[Fix] fix icdar data parse for text containing seperator (#1587)

* [Fix] fix icdar data parse for text containing seperator * Update mmocr/datasets/preparers/parsers/base.py Co-authored-by: Tong Gao <gaotongxiao@gmail.com>
2022-12-01 18:43:09 +08:00 · 2022-12-01 18:43:09 +08:00 · b8c445b04f
parent d9356252af
commit b8c445b04f
2 changed files with 16 additions and 8 deletions
--- a/mmocr/datasets/preparers/parsers/base.py
+++ b/mmocr/datasets/preparers/parsers/base.py
@ -79,7 +79,8 @@ class BaseParser:
               separator: str = ',',
               format: str = 'x1,y1,x2,y2,x3,y3,x4,y4,trans',
               encoding='utf-8') -> Union[Dict, str]:
-        """A basic loader designed for .txt format annotation.
+        """A basic loader designed for .txt format annotation. It greedily
+        extracts information separated by separators.

        Args:
            file_path (str): Path to the txt file.
@ -96,5 +97,8 @@ class BaseParser:
        with open(file_path, 'r', encoding=encoding) as f:
            for line in f.readlines():
                line = line.strip()
+                values = line.split(separator)
+                values = values[:len(keys) -
+                                1] + [separator.join(values[len(keys) - 1:])]
                if line:
-                    yield dict(zip(keys, line.split(separator)))
+                    yield dict(zip(keys, values))
--- a/tests/test_datasets/test_preparers/test_parsers/test_icdar_txt_parsers.py
+++ b/tests/test_datasets/test_preparers/test_parsers/test_icdar_txt_parsers.py
@ -18,6 +18,7 @@ class TestIC15Parsers(unittest.TestCase):
            '377,117,463,117,465,130,378,130,Genaxis Theatre',
            '493,115,519,115,519,131,493,131,[06]',
            '374,155,409,155,409,170,374,170,###',
+            '374,155,409,155,409,170,374,170,100,000', ' '
        ]
        ann_file = osp.join(self.root.name, 'ic15_det.txt')
        list_to_file(ann_file, fake_anno)
@ -25,31 +26,34 @@ class TestIC15Parsers(unittest.TestCase):

    def _create_dummy_ic15_recog(self):
        fake_anno = [
-            'word_1.png, "Genaxis Theatre"',
-            'word_2.png, "[06]"',
-            'word_3.png, "62-03"',
+            'word_1.png, "Genaxis Theatre"', 'word_2.png, "[06]"',
+            'word_3.png, "62-03"', 'word_4.png, "62-,03"', ''
        ]
        ann_file = osp.join(self.root.name, 'ic15_recog.txt')
        list_to_file(ann_file, fake_anno)
        return ann_file

    def test_textdet_parsers(self):
-        parser = ICDARTxtTextDetAnnParser()
        file = self._create_dummy_ic15_det()
+        parser = ICDARTxtTextDetAnnParser()
+
        img, instances = parser.parse_file(file, 'train')
        self.assertEqual(img, file[0])
-        self.assertEqual(len(instances), 3)
+        self.assertEqual(len(instances), 4)
        self.assertIn('poly', instances[0])
        self.assertIn('text', instances[0])
        self.assertIn('ignore', instances[0])
        self.assertEqual(instances[0]['text'], 'Genaxis Theatre')
        self.assertEqual(instances[2]['ignore'], True)
+        self.assertEqual(instances[3]['text'], '100,000')

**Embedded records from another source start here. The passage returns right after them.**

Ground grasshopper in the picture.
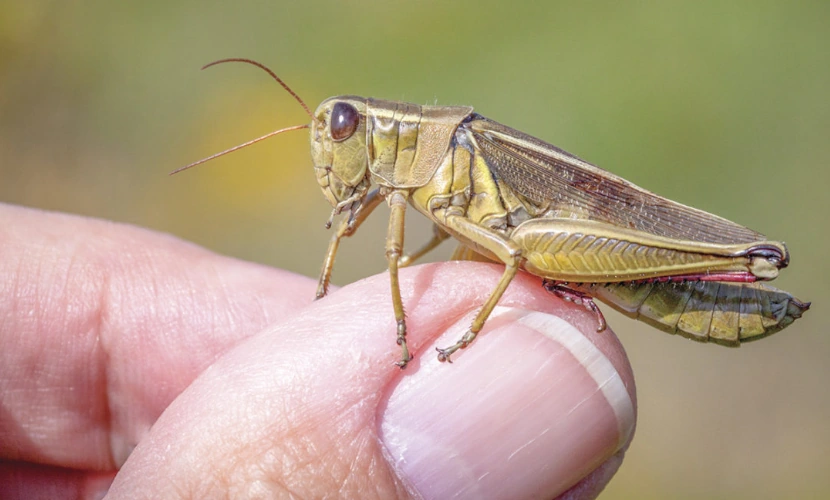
[179,58,810,368]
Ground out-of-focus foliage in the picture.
[0,0,830,498]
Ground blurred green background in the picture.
[0,0,830,498]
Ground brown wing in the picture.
[468,115,766,244]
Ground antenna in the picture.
[169,125,308,175]
[169,57,314,175]
[202,57,314,120]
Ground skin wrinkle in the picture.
[3,205,636,496]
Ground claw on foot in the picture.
[435,347,452,363]
[542,280,608,332]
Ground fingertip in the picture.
[381,307,636,498]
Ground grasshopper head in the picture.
[311,96,369,212]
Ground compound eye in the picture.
[331,102,360,142]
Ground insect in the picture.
[173,58,810,368]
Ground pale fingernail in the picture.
[381,307,635,498]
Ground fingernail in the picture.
[381,307,635,498]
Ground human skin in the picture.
[0,204,636,498]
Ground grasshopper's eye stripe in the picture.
[331,102,360,142]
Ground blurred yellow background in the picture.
[0,0,830,499]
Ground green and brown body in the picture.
[311,96,808,366]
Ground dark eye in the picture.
[331,102,360,141]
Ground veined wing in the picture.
[461,114,766,245]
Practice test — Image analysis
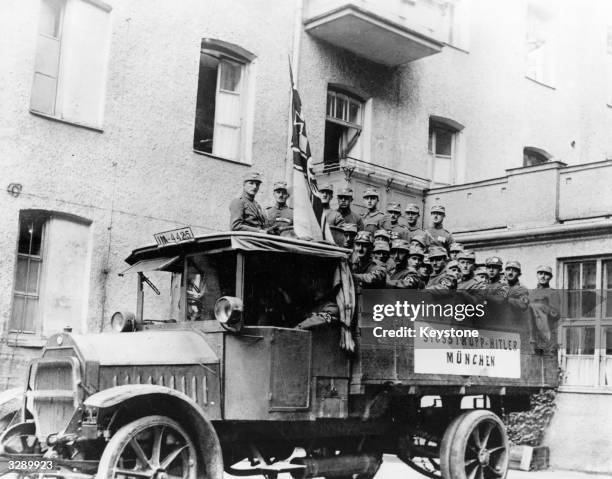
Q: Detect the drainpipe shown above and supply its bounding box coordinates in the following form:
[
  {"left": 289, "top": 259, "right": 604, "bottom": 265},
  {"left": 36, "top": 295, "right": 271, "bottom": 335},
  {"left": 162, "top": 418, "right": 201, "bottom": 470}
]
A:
[{"left": 285, "top": 0, "right": 304, "bottom": 188}]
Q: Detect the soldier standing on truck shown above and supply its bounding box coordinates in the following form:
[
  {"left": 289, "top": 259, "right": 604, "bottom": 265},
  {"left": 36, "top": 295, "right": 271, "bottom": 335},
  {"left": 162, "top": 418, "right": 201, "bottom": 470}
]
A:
[
  {"left": 383, "top": 201, "right": 409, "bottom": 240},
  {"left": 425, "top": 205, "right": 455, "bottom": 253},
  {"left": 352, "top": 231, "right": 387, "bottom": 288},
  {"left": 230, "top": 171, "right": 267, "bottom": 233},
  {"left": 505, "top": 261, "right": 529, "bottom": 314},
  {"left": 266, "top": 181, "right": 293, "bottom": 231},
  {"left": 361, "top": 188, "right": 386, "bottom": 234},
  {"left": 338, "top": 188, "right": 363, "bottom": 231}
]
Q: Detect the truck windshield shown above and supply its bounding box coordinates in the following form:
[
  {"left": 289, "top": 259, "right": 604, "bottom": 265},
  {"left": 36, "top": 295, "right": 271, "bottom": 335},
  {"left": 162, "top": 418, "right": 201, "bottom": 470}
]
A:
[{"left": 185, "top": 252, "right": 236, "bottom": 321}]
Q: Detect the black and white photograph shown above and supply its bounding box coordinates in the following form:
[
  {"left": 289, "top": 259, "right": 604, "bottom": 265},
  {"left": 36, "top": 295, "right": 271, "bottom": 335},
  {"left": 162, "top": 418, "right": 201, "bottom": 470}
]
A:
[{"left": 0, "top": 0, "right": 612, "bottom": 479}]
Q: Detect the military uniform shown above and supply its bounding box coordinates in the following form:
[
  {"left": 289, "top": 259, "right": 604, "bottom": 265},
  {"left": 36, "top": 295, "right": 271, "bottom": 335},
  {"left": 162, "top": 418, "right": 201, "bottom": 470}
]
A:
[{"left": 266, "top": 205, "right": 293, "bottom": 228}]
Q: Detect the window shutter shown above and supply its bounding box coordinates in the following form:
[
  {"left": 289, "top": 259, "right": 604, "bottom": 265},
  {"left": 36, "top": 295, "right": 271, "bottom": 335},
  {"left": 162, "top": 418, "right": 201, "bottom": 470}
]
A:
[{"left": 57, "top": 1, "right": 111, "bottom": 127}]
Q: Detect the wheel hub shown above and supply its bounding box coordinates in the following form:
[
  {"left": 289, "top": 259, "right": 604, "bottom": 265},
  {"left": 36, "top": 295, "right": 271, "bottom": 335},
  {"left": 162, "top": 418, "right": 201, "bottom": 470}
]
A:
[{"left": 478, "top": 449, "right": 491, "bottom": 466}]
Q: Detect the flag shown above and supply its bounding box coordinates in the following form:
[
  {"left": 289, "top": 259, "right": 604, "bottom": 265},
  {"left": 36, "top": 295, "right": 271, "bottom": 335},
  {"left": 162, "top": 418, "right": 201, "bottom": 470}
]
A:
[{"left": 289, "top": 65, "right": 334, "bottom": 243}]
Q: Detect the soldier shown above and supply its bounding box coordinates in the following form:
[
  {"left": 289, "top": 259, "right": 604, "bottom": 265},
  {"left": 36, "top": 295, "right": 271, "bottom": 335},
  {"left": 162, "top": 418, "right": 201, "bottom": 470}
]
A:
[
  {"left": 374, "top": 230, "right": 391, "bottom": 244},
  {"left": 372, "top": 240, "right": 390, "bottom": 269},
  {"left": 342, "top": 223, "right": 357, "bottom": 249},
  {"left": 505, "top": 261, "right": 529, "bottom": 314},
  {"left": 266, "top": 181, "right": 293, "bottom": 232},
  {"left": 427, "top": 246, "right": 448, "bottom": 287},
  {"left": 383, "top": 201, "right": 409, "bottom": 239},
  {"left": 449, "top": 242, "right": 463, "bottom": 260},
  {"left": 474, "top": 266, "right": 489, "bottom": 286},
  {"left": 529, "top": 265, "right": 561, "bottom": 351},
  {"left": 405, "top": 203, "right": 426, "bottom": 242},
  {"left": 230, "top": 171, "right": 267, "bottom": 233},
  {"left": 352, "top": 231, "right": 387, "bottom": 288},
  {"left": 319, "top": 184, "right": 344, "bottom": 227},
  {"left": 338, "top": 188, "right": 363, "bottom": 231},
  {"left": 361, "top": 188, "right": 386, "bottom": 233},
  {"left": 457, "top": 250, "right": 486, "bottom": 291},
  {"left": 387, "top": 244, "right": 424, "bottom": 289},
  {"left": 485, "top": 256, "right": 509, "bottom": 303},
  {"left": 425, "top": 205, "right": 455, "bottom": 252}
]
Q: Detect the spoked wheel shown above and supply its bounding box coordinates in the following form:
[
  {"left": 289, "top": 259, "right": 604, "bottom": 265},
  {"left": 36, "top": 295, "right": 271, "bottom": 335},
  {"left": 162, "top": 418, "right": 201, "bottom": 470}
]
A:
[
  {"left": 96, "top": 416, "right": 198, "bottom": 479},
  {"left": 447, "top": 409, "right": 509, "bottom": 479},
  {"left": 397, "top": 431, "right": 441, "bottom": 479}
]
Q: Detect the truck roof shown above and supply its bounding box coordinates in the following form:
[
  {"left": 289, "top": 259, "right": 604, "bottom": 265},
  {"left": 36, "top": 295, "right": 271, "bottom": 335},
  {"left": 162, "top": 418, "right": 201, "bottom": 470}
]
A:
[{"left": 125, "top": 231, "right": 350, "bottom": 265}]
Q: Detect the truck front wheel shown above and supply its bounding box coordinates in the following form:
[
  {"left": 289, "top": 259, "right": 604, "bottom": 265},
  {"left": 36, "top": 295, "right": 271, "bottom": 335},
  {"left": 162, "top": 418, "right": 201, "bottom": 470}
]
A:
[{"left": 97, "top": 416, "right": 198, "bottom": 479}]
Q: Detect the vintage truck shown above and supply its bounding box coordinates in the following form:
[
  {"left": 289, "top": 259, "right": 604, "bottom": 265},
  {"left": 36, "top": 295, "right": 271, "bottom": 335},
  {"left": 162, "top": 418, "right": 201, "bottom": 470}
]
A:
[{"left": 0, "top": 232, "right": 557, "bottom": 479}]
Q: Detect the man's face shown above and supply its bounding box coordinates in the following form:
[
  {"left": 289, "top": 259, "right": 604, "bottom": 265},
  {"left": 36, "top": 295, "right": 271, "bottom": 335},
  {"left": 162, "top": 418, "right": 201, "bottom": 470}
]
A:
[
  {"left": 372, "top": 251, "right": 389, "bottom": 263},
  {"left": 429, "top": 256, "right": 446, "bottom": 274},
  {"left": 408, "top": 255, "right": 421, "bottom": 269},
  {"left": 406, "top": 211, "right": 419, "bottom": 226},
  {"left": 505, "top": 268, "right": 521, "bottom": 283},
  {"left": 354, "top": 243, "right": 370, "bottom": 260},
  {"left": 459, "top": 259, "right": 474, "bottom": 276},
  {"left": 320, "top": 190, "right": 334, "bottom": 205},
  {"left": 338, "top": 196, "right": 353, "bottom": 210},
  {"left": 389, "top": 211, "right": 402, "bottom": 224},
  {"left": 448, "top": 266, "right": 461, "bottom": 281},
  {"left": 391, "top": 249, "right": 408, "bottom": 264},
  {"left": 243, "top": 180, "right": 260, "bottom": 196},
  {"left": 487, "top": 266, "right": 501, "bottom": 280},
  {"left": 431, "top": 211, "right": 444, "bottom": 226},
  {"left": 274, "top": 189, "right": 289, "bottom": 206},
  {"left": 344, "top": 233, "right": 357, "bottom": 248},
  {"left": 537, "top": 271, "right": 552, "bottom": 286},
  {"left": 364, "top": 196, "right": 378, "bottom": 210}
]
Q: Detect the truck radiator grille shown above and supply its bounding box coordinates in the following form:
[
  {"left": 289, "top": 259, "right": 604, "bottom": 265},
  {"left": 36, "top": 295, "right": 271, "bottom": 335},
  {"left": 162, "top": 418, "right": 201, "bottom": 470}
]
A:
[{"left": 27, "top": 357, "right": 80, "bottom": 444}]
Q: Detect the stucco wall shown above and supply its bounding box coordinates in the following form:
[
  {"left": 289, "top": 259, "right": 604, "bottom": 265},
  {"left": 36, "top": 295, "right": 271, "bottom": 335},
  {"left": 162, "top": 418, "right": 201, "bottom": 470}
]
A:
[{"left": 0, "top": 0, "right": 296, "bottom": 387}]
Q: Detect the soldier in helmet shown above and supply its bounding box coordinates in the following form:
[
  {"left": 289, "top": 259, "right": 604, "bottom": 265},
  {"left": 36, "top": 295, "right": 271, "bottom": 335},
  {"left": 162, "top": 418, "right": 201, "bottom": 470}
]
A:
[
  {"left": 449, "top": 242, "right": 463, "bottom": 260},
  {"left": 505, "top": 261, "right": 529, "bottom": 314},
  {"left": 425, "top": 205, "right": 455, "bottom": 252},
  {"left": 387, "top": 239, "right": 423, "bottom": 289},
  {"left": 372, "top": 240, "right": 390, "bottom": 269},
  {"left": 352, "top": 231, "right": 387, "bottom": 288},
  {"left": 342, "top": 223, "right": 358, "bottom": 249},
  {"left": 230, "top": 171, "right": 268, "bottom": 233},
  {"left": 405, "top": 203, "right": 426, "bottom": 242},
  {"left": 361, "top": 188, "right": 385, "bottom": 233},
  {"left": 383, "top": 201, "right": 408, "bottom": 239},
  {"left": 319, "top": 183, "right": 344, "bottom": 227},
  {"left": 266, "top": 181, "right": 293, "bottom": 231},
  {"left": 485, "top": 256, "right": 509, "bottom": 303},
  {"left": 338, "top": 188, "right": 363, "bottom": 231}
]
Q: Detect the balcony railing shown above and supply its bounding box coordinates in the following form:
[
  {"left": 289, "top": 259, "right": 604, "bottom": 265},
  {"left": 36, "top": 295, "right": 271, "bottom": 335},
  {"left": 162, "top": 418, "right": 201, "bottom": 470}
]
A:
[{"left": 304, "top": 0, "right": 452, "bottom": 66}]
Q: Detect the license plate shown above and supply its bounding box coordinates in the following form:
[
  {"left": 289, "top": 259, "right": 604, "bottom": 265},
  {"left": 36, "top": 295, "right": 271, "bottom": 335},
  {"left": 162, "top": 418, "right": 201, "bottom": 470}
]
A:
[{"left": 153, "top": 226, "right": 195, "bottom": 246}]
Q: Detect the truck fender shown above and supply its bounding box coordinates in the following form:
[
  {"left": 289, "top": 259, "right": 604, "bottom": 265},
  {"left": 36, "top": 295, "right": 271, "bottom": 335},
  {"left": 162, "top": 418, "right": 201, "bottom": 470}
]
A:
[{"left": 83, "top": 384, "right": 223, "bottom": 479}]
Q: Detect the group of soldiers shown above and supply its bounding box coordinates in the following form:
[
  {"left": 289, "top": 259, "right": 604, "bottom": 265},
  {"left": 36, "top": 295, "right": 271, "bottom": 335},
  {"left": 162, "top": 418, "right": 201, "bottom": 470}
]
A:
[{"left": 230, "top": 172, "right": 553, "bottom": 311}]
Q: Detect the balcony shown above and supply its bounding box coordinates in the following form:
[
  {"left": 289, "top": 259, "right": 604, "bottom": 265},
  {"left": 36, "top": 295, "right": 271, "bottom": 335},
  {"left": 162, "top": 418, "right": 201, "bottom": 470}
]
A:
[{"left": 304, "top": 0, "right": 450, "bottom": 66}]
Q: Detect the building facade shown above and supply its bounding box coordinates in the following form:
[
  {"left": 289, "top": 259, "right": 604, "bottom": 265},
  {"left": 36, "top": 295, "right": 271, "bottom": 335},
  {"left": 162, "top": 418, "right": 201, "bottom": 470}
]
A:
[{"left": 0, "top": 0, "right": 612, "bottom": 472}]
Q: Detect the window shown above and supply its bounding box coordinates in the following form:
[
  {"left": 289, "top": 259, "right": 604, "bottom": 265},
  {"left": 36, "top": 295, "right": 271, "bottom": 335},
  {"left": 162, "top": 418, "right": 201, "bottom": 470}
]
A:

    def test_textrecog_parsers(self):
        parser = ICDARTxtTextRecogAnnParser()
        file = self._create_dummy_ic15_recog()
        samples = parser.parse_files(file, 'train')
-        self.assertEqual(len(samples), 3)
+        self.assertEqual(len(samples), 4)
        img, text = samples[0]
        self.assertEqual(img, 'word_1.png')
        self.assertEqual(text, 'Genaxis Theatre')
+        img, text = samples[3]
+        self.assertEqual(text, '62-,03')